A scratching noise caught their attention and, as one, they turned to see the reporter hunkered by the truck’s bonnet, scribbling away. “Just keep talking,” he said. “This will make wonderful copy.”
Harry raised his right arm as though to backhand the man. “Get off with you before you get in the way or get eaten.”
“I’m waiting to see the croc,” the man said. He patted a nearby camera. “Hope to get a shot of it when you’ve killed it. For once I’ll scoop that bloke at the Leader. He’s too much of a dandy to come out here for a story. Fancies himself a bit of a gentleman.”
“You’ll be shot if you don’t get out of the way. Bother the constables while you wait, not us,” said Harry. The reporter took the hint and joined Miller as he rooted under the seat for anything of note.
“Do they know who’s missing yet?” asked Percival. He kept his gaze on the river, as did Jade and Harry, watching for any sign: a slight ripple, a bump that could be a nostril.
Jade shook her head. “Not that I know.
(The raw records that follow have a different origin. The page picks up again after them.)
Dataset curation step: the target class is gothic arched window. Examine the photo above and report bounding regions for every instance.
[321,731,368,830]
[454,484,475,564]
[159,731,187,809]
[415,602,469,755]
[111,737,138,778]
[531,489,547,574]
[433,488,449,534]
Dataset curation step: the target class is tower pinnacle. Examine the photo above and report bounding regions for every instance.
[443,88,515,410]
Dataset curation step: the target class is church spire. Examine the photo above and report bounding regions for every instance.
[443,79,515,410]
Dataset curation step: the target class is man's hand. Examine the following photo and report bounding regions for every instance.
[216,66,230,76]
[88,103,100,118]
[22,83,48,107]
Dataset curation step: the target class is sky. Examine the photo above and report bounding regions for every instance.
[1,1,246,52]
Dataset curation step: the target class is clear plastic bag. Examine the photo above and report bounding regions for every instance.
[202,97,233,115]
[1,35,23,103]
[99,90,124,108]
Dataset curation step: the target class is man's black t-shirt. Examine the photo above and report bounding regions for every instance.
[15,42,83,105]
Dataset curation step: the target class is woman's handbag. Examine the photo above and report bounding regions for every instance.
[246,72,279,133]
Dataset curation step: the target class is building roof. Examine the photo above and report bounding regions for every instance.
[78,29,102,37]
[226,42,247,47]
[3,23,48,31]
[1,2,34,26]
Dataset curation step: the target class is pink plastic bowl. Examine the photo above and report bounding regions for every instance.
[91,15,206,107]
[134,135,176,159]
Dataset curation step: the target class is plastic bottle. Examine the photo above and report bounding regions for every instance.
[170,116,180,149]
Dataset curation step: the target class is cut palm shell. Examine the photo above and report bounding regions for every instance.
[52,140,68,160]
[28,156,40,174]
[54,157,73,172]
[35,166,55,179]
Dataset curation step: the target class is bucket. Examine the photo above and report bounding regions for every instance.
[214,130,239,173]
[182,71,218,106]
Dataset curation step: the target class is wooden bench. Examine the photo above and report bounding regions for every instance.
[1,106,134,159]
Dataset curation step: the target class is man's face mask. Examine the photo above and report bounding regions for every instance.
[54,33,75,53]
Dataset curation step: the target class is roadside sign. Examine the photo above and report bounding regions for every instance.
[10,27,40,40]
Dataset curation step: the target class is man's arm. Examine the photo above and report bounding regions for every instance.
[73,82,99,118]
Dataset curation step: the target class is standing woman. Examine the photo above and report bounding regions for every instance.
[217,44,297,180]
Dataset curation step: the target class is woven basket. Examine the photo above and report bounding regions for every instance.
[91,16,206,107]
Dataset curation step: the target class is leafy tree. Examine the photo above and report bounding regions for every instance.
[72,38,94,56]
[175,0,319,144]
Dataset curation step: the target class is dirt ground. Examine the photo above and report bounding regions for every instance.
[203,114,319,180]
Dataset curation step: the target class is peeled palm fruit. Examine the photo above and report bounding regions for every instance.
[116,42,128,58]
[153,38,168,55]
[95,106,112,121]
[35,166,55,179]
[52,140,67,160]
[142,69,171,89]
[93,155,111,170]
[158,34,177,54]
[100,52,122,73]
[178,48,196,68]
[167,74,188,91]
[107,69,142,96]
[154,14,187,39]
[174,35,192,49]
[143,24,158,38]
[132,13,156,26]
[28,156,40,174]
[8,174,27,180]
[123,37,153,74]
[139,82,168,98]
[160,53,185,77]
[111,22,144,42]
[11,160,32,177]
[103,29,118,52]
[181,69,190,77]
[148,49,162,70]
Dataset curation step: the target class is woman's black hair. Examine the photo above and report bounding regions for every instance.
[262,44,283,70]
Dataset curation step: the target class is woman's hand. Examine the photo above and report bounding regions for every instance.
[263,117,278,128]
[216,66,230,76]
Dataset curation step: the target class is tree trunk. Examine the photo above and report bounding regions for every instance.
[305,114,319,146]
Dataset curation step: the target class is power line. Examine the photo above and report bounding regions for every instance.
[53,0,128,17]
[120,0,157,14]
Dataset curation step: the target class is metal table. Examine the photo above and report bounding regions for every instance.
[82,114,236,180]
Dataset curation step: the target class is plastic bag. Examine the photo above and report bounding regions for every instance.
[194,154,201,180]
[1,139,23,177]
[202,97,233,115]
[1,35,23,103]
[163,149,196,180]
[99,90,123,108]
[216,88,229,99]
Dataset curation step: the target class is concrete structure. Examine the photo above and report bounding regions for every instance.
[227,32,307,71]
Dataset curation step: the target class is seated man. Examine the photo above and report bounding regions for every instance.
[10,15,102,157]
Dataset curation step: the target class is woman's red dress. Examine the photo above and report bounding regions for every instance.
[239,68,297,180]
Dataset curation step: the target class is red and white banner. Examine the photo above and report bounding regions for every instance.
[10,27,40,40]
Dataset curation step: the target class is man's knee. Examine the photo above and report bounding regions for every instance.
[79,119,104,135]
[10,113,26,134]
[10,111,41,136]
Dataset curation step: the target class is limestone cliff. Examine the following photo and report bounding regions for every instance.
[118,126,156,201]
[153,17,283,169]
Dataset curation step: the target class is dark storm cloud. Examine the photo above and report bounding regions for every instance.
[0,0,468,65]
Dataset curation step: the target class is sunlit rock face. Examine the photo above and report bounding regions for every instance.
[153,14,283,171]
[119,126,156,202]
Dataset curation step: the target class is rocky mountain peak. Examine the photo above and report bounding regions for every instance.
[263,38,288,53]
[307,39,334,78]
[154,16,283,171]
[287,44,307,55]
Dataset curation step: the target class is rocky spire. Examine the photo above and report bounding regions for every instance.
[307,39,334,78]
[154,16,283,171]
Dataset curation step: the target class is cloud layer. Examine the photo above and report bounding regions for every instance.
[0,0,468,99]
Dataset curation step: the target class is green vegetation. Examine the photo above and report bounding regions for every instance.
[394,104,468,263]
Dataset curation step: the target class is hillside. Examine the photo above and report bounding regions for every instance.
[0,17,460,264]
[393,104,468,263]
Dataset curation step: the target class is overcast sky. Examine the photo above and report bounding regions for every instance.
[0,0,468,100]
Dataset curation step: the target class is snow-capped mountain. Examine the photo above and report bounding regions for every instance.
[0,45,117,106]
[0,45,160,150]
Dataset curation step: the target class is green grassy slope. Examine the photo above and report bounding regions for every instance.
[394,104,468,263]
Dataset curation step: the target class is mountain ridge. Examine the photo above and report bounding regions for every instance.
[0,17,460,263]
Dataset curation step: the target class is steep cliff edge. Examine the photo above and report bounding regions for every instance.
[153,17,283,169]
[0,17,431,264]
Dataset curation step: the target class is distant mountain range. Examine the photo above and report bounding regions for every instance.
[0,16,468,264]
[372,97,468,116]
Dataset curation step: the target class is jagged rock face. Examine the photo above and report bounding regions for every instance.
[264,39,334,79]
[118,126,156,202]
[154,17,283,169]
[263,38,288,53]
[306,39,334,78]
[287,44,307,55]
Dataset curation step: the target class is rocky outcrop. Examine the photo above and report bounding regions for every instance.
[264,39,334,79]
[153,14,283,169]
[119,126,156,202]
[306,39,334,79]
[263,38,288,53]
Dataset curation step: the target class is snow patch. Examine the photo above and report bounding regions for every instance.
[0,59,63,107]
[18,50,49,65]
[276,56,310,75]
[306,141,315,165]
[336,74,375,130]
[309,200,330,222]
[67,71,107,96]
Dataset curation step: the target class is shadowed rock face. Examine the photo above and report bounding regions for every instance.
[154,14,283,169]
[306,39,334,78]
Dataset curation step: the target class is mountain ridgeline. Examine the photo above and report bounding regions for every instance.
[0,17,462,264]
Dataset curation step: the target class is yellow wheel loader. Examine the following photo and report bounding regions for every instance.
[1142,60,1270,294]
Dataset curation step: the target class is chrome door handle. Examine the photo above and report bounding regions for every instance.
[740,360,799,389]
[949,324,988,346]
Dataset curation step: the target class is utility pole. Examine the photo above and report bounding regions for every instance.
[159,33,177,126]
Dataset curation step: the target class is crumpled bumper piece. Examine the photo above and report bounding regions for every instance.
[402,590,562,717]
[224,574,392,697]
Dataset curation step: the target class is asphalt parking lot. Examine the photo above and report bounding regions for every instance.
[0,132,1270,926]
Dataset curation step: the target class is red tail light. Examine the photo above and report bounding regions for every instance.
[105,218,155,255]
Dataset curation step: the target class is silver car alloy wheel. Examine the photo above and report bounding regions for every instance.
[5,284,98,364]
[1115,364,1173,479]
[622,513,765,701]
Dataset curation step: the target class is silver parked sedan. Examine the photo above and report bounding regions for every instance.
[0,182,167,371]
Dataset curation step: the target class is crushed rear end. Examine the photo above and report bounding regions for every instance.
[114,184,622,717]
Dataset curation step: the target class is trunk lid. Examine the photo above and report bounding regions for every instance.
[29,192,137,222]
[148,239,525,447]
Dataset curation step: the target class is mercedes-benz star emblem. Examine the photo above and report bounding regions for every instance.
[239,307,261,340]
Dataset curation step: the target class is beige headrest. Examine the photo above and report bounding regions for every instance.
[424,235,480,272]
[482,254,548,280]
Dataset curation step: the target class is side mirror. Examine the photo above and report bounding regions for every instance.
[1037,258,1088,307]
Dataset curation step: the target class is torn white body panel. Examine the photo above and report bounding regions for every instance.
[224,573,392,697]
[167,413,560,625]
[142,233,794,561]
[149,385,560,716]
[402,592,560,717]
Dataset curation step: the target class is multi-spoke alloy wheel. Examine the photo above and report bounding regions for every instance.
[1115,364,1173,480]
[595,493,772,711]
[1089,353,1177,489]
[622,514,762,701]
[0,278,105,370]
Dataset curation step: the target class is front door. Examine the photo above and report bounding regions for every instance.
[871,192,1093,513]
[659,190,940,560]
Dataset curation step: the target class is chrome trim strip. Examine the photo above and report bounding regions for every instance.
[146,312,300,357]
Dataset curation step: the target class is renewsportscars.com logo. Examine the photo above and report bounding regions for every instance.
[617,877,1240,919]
Surely someone back in town will recognize the vehicle if nothing else.” She studied the faint ruts behind the truck. “It looks as if there are two sets of tire tracks, but with most of them on the vegetation, there’s not much to compare. He might have driven back and forth for that matter.” She looked upriver to the falls and caught a glimpse of a rainbow breaking through the spray. “Hard to reconcile such beauty with this place of violent death.”